People pressed TV remote buttons, clicked on fans and plugged in refrigerators as electricity again flowed into homes that had been without power since two major hurricanes devastated the U.S. territory nearly a year ago.
Lights are slowly coming on for the more than 950 homes and businesses across Puerto Rico that remain without power in hard-to-reach areas.
Repair crews are sometimes forced to dig holes by hand and scale down steep mountainsides to reach damaged light posts.
Electrical poles have to be ferried in one-by-one via helicopter.
It is slow work, and it has stretched nearly two months past the date when officials had promised that everyone in Puerto Rico would be energised.
And even as TVs glow into the night and people like 20-year-old delivery man Steven Vilella once again savor favorite foods like shrimp and Rocky Road ice cream, many fear their newly returned normality could be short-lived.
Turmoil at the island’s power company and recent winds and rains that knocked out electricity to tens of thousands of people at the start of the new hurricane season have them worried.

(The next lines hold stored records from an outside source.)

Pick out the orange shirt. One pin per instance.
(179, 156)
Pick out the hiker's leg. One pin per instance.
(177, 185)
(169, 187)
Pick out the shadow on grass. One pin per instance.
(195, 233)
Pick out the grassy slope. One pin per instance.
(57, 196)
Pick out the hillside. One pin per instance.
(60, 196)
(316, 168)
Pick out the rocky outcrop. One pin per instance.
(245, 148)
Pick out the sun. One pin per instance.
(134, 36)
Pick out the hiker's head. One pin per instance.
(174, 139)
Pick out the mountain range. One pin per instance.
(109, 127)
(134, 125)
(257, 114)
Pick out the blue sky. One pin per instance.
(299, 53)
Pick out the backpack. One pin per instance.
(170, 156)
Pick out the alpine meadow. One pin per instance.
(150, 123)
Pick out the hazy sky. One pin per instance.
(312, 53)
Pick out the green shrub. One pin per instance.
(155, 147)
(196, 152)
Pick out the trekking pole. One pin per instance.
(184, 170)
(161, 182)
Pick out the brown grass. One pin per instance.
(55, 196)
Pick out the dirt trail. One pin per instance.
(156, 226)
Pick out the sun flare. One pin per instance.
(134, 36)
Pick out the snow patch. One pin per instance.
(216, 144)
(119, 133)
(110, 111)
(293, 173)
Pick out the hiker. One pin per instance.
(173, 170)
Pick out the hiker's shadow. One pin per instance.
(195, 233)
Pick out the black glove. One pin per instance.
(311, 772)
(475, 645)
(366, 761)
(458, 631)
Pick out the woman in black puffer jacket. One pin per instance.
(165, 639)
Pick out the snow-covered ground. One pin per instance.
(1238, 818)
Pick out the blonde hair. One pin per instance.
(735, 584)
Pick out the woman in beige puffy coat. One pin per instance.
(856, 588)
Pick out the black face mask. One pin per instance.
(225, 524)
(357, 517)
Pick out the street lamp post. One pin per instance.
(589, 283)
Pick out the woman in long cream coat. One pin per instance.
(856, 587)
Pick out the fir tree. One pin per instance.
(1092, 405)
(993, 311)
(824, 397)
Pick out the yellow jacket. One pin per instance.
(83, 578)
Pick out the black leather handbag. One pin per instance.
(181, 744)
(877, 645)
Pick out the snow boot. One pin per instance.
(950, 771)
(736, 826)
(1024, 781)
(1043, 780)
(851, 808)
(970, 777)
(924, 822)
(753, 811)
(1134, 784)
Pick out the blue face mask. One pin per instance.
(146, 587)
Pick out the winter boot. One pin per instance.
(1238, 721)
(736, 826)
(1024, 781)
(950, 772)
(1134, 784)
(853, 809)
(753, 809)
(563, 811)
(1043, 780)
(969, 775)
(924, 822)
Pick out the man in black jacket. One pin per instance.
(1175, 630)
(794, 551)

Puerto Rico’s electrical grid is still shaky after Hurricane Irma brushed past the island as a Category 5 storm last September 6 and then Hurricane Maria made a direct hit as a Category 4 storm two weeks later, damaging up to 75 percent of transmission lines.

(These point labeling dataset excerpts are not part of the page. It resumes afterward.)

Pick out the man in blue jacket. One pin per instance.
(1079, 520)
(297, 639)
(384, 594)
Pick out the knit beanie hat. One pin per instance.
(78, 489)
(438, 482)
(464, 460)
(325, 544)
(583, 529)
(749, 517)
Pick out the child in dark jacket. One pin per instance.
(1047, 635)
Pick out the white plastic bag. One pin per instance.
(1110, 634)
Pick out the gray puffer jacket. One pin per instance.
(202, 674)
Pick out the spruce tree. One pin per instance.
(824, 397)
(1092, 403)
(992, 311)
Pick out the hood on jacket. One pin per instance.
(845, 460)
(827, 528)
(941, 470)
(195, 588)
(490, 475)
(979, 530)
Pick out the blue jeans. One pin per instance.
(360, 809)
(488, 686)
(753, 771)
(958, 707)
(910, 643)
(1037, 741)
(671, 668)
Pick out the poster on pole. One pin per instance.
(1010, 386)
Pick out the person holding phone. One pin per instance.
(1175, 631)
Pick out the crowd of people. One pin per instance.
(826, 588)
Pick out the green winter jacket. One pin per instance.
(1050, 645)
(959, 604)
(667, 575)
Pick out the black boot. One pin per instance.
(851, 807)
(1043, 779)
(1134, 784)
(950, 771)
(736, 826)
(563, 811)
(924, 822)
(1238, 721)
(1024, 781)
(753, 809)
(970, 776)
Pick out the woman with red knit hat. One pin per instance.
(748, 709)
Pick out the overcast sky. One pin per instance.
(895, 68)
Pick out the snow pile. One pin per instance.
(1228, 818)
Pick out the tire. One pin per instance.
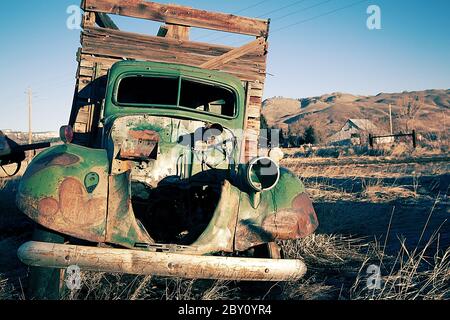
(46, 283)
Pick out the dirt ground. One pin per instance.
(393, 216)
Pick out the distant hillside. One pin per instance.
(328, 113)
(22, 137)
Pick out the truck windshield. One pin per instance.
(173, 92)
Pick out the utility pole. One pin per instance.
(30, 110)
(390, 119)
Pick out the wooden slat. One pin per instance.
(180, 15)
(104, 21)
(138, 40)
(234, 54)
(118, 44)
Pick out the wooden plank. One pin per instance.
(180, 15)
(108, 36)
(178, 32)
(118, 44)
(234, 54)
(104, 21)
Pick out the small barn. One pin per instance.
(356, 132)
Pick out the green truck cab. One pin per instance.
(167, 171)
(164, 186)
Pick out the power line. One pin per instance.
(316, 17)
(282, 8)
(284, 16)
(303, 10)
(205, 36)
(319, 16)
(252, 6)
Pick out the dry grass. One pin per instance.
(103, 286)
(411, 276)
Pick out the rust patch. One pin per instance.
(293, 223)
(141, 145)
(75, 205)
(297, 222)
(65, 159)
(144, 135)
(48, 208)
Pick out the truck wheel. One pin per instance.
(46, 283)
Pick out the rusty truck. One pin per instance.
(160, 173)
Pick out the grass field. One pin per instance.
(387, 216)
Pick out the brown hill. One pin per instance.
(426, 111)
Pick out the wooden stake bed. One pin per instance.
(102, 44)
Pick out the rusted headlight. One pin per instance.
(66, 134)
(263, 174)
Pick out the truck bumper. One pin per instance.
(51, 255)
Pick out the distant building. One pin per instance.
(356, 132)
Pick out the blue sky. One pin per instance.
(324, 50)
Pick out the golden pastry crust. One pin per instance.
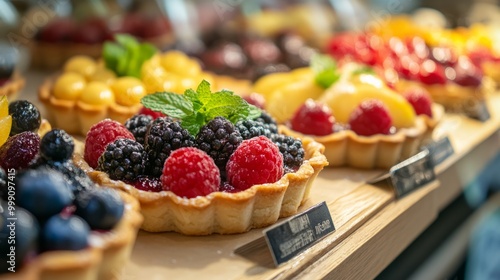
(107, 254)
(220, 212)
(12, 88)
(346, 148)
(76, 117)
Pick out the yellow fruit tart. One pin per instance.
(215, 165)
(361, 122)
(65, 225)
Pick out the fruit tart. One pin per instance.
(89, 90)
(11, 81)
(453, 76)
(215, 164)
(361, 122)
(65, 226)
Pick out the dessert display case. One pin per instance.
(375, 217)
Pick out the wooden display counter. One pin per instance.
(372, 227)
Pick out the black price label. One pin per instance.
(440, 150)
(412, 173)
(291, 237)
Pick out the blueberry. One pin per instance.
(43, 192)
(64, 233)
(25, 117)
(102, 208)
(22, 234)
(3, 184)
(57, 145)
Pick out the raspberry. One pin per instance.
(123, 160)
(99, 136)
(164, 136)
(149, 112)
(292, 151)
(57, 145)
(190, 172)
(218, 138)
(421, 101)
(370, 117)
(138, 125)
(313, 118)
(147, 184)
(255, 161)
(250, 128)
(19, 150)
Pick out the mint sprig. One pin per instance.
(126, 56)
(325, 69)
(197, 108)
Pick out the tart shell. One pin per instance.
(77, 117)
(346, 148)
(220, 212)
(107, 254)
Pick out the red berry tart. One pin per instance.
(218, 167)
(361, 122)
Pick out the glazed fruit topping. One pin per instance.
(64, 233)
(256, 161)
(57, 145)
(43, 192)
(123, 159)
(19, 150)
(148, 184)
(101, 208)
(370, 117)
(25, 117)
(190, 172)
(421, 101)
(219, 138)
(99, 136)
(313, 118)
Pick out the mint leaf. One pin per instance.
(325, 69)
(197, 108)
(171, 104)
(126, 56)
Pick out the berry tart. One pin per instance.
(67, 226)
(453, 76)
(11, 81)
(361, 122)
(215, 164)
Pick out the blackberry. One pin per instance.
(267, 119)
(251, 128)
(25, 117)
(292, 151)
(164, 136)
(219, 138)
(138, 125)
(123, 160)
(77, 178)
(3, 184)
(57, 145)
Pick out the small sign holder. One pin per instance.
(289, 238)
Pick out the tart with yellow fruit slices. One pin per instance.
(328, 117)
(186, 182)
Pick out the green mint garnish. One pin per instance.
(197, 108)
(126, 56)
(325, 69)
(363, 70)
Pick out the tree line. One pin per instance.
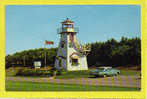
(125, 52)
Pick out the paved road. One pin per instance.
(123, 81)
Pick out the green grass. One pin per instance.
(129, 72)
(73, 74)
(32, 86)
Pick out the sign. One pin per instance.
(37, 64)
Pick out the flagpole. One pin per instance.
(45, 55)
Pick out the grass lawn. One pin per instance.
(32, 86)
(85, 74)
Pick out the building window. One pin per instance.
(75, 62)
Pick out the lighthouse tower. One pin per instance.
(71, 55)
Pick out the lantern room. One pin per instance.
(67, 27)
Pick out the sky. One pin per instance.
(28, 26)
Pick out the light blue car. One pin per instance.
(104, 71)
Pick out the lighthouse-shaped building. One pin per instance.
(71, 55)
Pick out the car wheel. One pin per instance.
(105, 76)
(117, 74)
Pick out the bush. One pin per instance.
(33, 72)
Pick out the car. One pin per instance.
(104, 71)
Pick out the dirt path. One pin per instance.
(123, 81)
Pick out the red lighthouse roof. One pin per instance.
(67, 21)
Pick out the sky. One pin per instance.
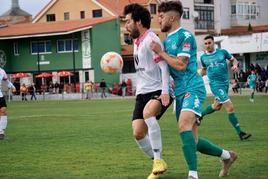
(30, 6)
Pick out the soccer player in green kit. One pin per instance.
(180, 54)
(215, 66)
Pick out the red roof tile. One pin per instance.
(32, 29)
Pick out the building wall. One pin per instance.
(5, 46)
(26, 61)
(63, 6)
(263, 17)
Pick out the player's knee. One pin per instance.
(217, 107)
(3, 112)
(138, 135)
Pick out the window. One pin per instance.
(153, 8)
(127, 39)
(51, 17)
(82, 14)
(186, 13)
(66, 16)
(41, 47)
(206, 17)
(97, 13)
(244, 11)
(66, 45)
(204, 1)
(16, 48)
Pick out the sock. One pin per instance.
(193, 174)
(206, 147)
(189, 149)
(208, 110)
(3, 124)
(154, 136)
(252, 95)
(145, 145)
(233, 120)
(225, 155)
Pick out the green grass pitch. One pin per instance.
(93, 139)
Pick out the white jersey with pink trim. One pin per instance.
(3, 77)
(147, 71)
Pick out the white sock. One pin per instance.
(3, 124)
(225, 154)
(154, 136)
(193, 174)
(145, 145)
(174, 107)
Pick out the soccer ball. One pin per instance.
(111, 62)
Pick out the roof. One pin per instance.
(53, 2)
(16, 12)
(244, 30)
(52, 28)
(117, 6)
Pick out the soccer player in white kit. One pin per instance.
(3, 105)
(152, 90)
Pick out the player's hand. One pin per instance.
(155, 47)
(164, 99)
(235, 68)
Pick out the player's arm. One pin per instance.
(234, 63)
(179, 63)
(202, 71)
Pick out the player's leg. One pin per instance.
(150, 112)
(252, 94)
(227, 157)
(153, 111)
(141, 137)
(234, 120)
(186, 122)
(140, 129)
(3, 117)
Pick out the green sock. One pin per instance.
(233, 120)
(208, 110)
(189, 149)
(206, 147)
(252, 95)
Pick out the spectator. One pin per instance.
(23, 91)
(103, 87)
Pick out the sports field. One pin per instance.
(93, 139)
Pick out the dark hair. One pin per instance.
(138, 13)
(171, 6)
(209, 37)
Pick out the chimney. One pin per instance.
(15, 4)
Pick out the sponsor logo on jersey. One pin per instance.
(187, 95)
(186, 47)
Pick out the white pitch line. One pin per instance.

More than 52,000 power poles have been installed and thousands of miles of cable secured, with some 180 generators still providing power at key locations.
But Governor Ricardo Rossello warns that there is no backup system yet in case the power goes out again, which it did for up to 47,000 customers when the remnants of what was once Tropical Storm Beryl lashed Puerto Rico with rain and wind in early July.